J’ai désormais la tête à regarder au-delà de moi. Et je m’aperçois que le monde a encore un peu changé en deux ans… Hey, ça non plus ça n’y était pas ! Où est passé le magasin de… ?

— Où étiez-vous passé, vous ?

— Dans l’antichambre de l’Enfer.

— Et pourquoi au fait ?

— Vous n’aviez pas lu les journaux à l’époque ? Je veux dire : la première fois. J’avais secoué la ville. Un bon quart de page.

— Oui mais il y en a eu d’autres après vous. On vous avait oublié. Qui êtes-vous déjà ?

— Je ne suis donc même plus un nom dans le petit monde de l’horreur ?

— Non. Vous avez eu votre heure, votre accès de célébrité, fièvre volatile, mais regardez encore les nouvelles d’hier …

— Nan, c’est bon, j’imagine …

… En fait, je sais ce que j’ai fait mais plus exactement pourquoi je l’ai fait, c’est si loin …

Si loin … que je ne connais même plus cet homme, moi paraît-il, qui sortit un jour du monde, en rentrant dans cette enclave intemporelle. Je ne sais même plus qui est cet homme-là qui en est ressorti pour la deuxième fois et qui recroise les rues de cette ville, sans que ni l’un ni l’autre ne se reconnaissent.

Je reconnais la façade de ce café, je vais m’y réchauffer.

La porte grince. A l’intérieur il n’y a pas foule ; quelques habitués sûrement, qui, plongés dans l’alcool et les discussions, en oublient de s’ennuyer. Le patron est toujours le même ; je redoute en même temps que j’espère qu’il se souvienne de moi et me questionne. Ainsi, mâchouillant mes réponses, je travaille déjà ma posture sans savoir si je ressens du plaisir ou de la gêne. Je suis sans doute un peu de ceux qui jouissent d’étaler ce qu’ils tenaient à garder secret une minute avant.

Je m’assois dans un coin de la salle, près de la vitre pour pouvoir regarder les gens passer sous l’eau, ayant autant de mal à ne pas le qu’à les regarder, et jouer mon rôle d’aventurier solitaire qui ne demande rien d’autre que ce qu’il payera.

Quelques instants plus tard :

— Oui ?

— Un café, s’il vous plait.

Une fois tout ceci mis sous tubes digestifs, silencieusement, en écoutant les racontars en puzzle des citadins présents, je simule une quelconque occupation pour ne pas les flatter s’ils comprenaient que j’essaye de violer l’antichambre privée de leurs dialogues, timide voyeur ; mes appels restent muets, ce n’en sont pas, et pourtant s’ils pouvaient quand même faire comme si. Qu’ils m’immergent dans leur quotidienneté, me donnent un lopin de terre où reprendre pied. Savoir juste de quoi vivre là-dedans. Qui est mon contemporain ? Comment vit-il, qu’est-ce qui l’amuse, l’agace, quelles sont les formules qu’il ânonne pour coller un esprit sur sa surface vierge ? Est-il si fidèle à ce que j’ai vu du loin de ma lucarne ?

Finalement, lassé, les minutes deviennent si distantes les unes des autres, personne ne viendra me parler, que je règle mon dû et sors. Je suis à peine rentré comme un mirage.

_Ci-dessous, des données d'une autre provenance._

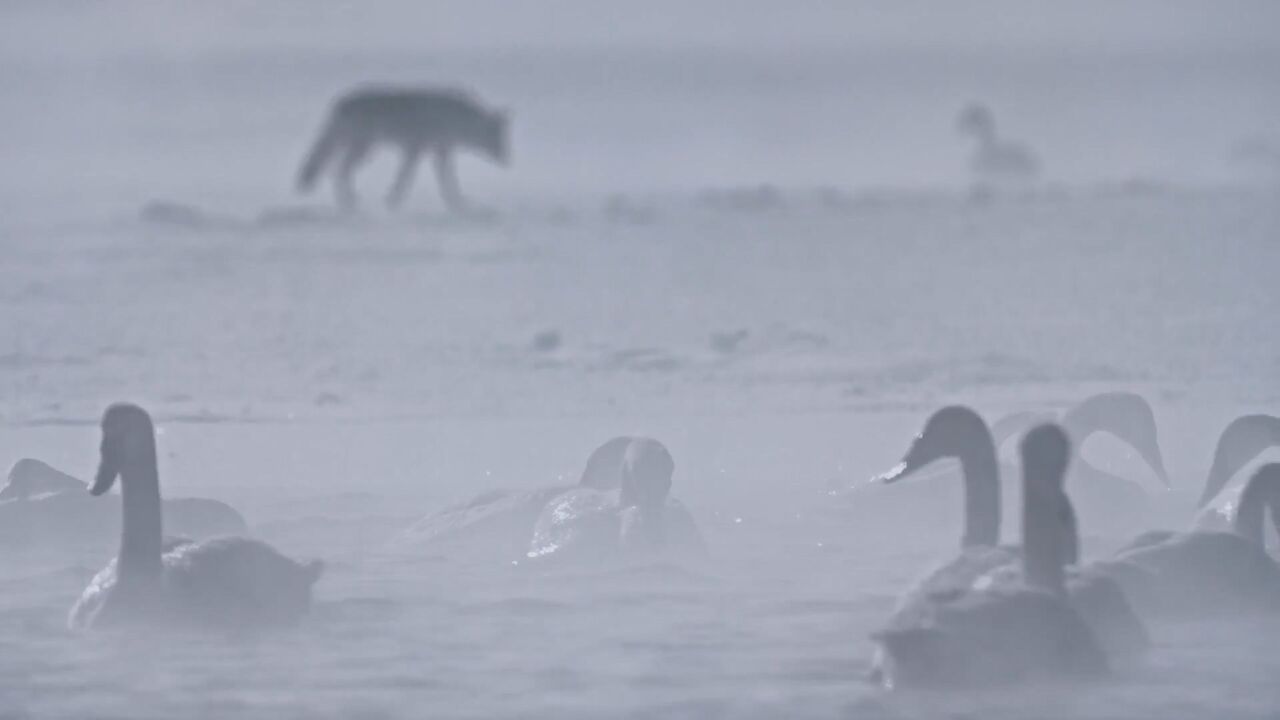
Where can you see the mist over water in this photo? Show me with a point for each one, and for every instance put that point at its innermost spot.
(752, 231)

— Où vais-je, maintenant ?

Bien sûr nul ne me répond, aucun maton ne me le dira, je suis dans le besoin parfait, le monde est creux sous son aspect réel, je visite du vide parfois coloré, tellement longtemps, inanimé et résistant, est-ce ça le choix ? Organiser quoi ? Combiner quels éléments ? Je préfère tout de même cet embarras ! « Bon, puisque je n’ai pas d’idée je vais me trouver un endroit où manger pour tenir la nuit », me dis-je à moi-même. Et

si

je me mettais assis au milieu de tous et attendais que l’on vienne m’enguirlander, qu’une bonne conscience ne vienne me secourir sous les points de vue partagés de nos spectateurs, j’aurais pu parler à quelqu’un…

ou

jouer le malaise, trouver n’importe quel prétexte, si peu glorieux, plus tard l’orgueil ?

Va te coucher, plutôt que de penser n’importe quoi.